While the original idea behind cryptocurrency was to create a universal, decentralized monetary unit, free from the oversight of international banks (or authorities), several governments have created their own digital units of currency. China, Cambodia, and the Bahamas have all created their own forms of digital currency, essentially a nationalized version of cryptocurrency.
Now, the UK is set to become the fourth country to create its own national digital currency standard. The proposed “Britcoin,” (a pun on “Bitcoin,” the most well-known crypto standard) would be controlled by the UK’s national banks. A blockchain specialist with PwC UK, Haydn Jones, explains “If you look at your (bank) notes, they’re backed by gilts. Digital currency will also be backed by an instrument that will be held at the central bank.”
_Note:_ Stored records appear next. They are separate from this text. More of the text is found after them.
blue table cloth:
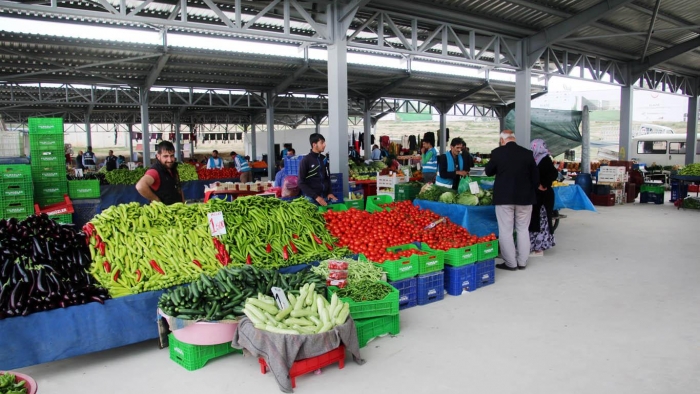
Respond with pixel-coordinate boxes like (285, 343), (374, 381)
(552, 185), (597, 212)
(413, 200), (498, 237)
(0, 290), (163, 370)
(98, 178), (239, 213)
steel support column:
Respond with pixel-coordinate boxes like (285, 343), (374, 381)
(513, 67), (532, 148)
(685, 93), (698, 165)
(126, 123), (137, 161)
(265, 92), (275, 180)
(362, 99), (372, 160)
(250, 116), (258, 161)
(618, 85), (636, 160)
(581, 105), (591, 174)
(139, 89), (151, 168)
(173, 112), (182, 162)
(325, 2), (348, 197)
(85, 114), (92, 149)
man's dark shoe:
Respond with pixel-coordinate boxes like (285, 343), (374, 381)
(496, 263), (518, 271)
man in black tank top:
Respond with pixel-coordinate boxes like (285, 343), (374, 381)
(136, 141), (185, 205)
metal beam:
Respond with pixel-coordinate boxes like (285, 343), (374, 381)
(367, 73), (411, 101)
(144, 54), (170, 90)
(630, 37), (700, 79)
(526, 0), (633, 57)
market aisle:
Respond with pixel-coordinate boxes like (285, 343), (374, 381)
(20, 203), (700, 394)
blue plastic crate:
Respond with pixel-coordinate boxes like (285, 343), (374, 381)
(445, 264), (476, 296)
(283, 156), (304, 176)
(416, 271), (445, 305)
(389, 278), (418, 310)
(474, 259), (496, 289)
(331, 173), (345, 202)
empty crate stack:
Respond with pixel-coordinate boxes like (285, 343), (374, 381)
(29, 118), (71, 223)
(0, 164), (34, 219)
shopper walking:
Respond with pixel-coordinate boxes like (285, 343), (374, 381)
(421, 139), (438, 183)
(485, 130), (540, 271)
(299, 133), (338, 207)
(529, 139), (559, 256)
(207, 149), (224, 170)
(435, 137), (467, 190)
(136, 141), (185, 205)
(83, 146), (97, 170)
(231, 152), (253, 183)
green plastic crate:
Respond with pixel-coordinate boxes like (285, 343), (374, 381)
(0, 164), (32, 183)
(328, 281), (399, 320)
(365, 195), (394, 212)
(0, 197), (34, 219)
(355, 313), (401, 348)
(168, 334), (243, 371)
(476, 239), (498, 261)
(318, 203), (348, 213)
(0, 178), (34, 200)
(386, 244), (445, 275)
(359, 254), (419, 282)
(394, 183), (421, 201)
(345, 200), (365, 211)
(28, 118), (63, 136)
(421, 243), (479, 267)
(34, 181), (68, 207)
(68, 179), (100, 200)
(49, 213), (73, 224)
(32, 165), (66, 182)
(29, 133), (65, 151)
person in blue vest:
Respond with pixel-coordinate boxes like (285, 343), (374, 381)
(421, 139), (438, 183)
(207, 149), (224, 170)
(435, 137), (467, 190)
(231, 152), (253, 183)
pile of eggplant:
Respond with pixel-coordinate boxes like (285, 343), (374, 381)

Jones is likely referring to the blockchain. Since the creation and exchange of cryptocurrency are held by the always-online blockchain, it’s virtually impossible to falsify the credentials of any given unit of currency. Essentially, without rewriting terabytes of data held on secure servers, you couldn’t misplace a single coin without it being glaringly obvious when compared to the existing blockchain.
Jones goes on to explain why a digital standard of currency could be a big deal for the UK. “The difference is that with a note, with a physical £5 note, you can’t do anything digitally with it. A digital version of sterling, because it’s written in code, we can attach conditions to payments: I can send something to you, but I can make it conditional on you doing something for me,” Jones elaborated.
So, what makes a centralized unit of currency any different from the digital banking that is already used in the country? The biggest change is the blockchain. Blockchains are essentially impossible to spoof: the way they encode information works using a complicated, interlocking chain of “blocks” of data. Once a new block is entered, it is “chained” onto the end of the ledger. In this way, it’s a perfect fingerprint of when the block was encoded.
As such, cryptocurrency is extremely secure, even for very large sums of money. By switching digital transactions to a blockchain-encoded currency, the UK government would be greatly shoring up the security of online transactions.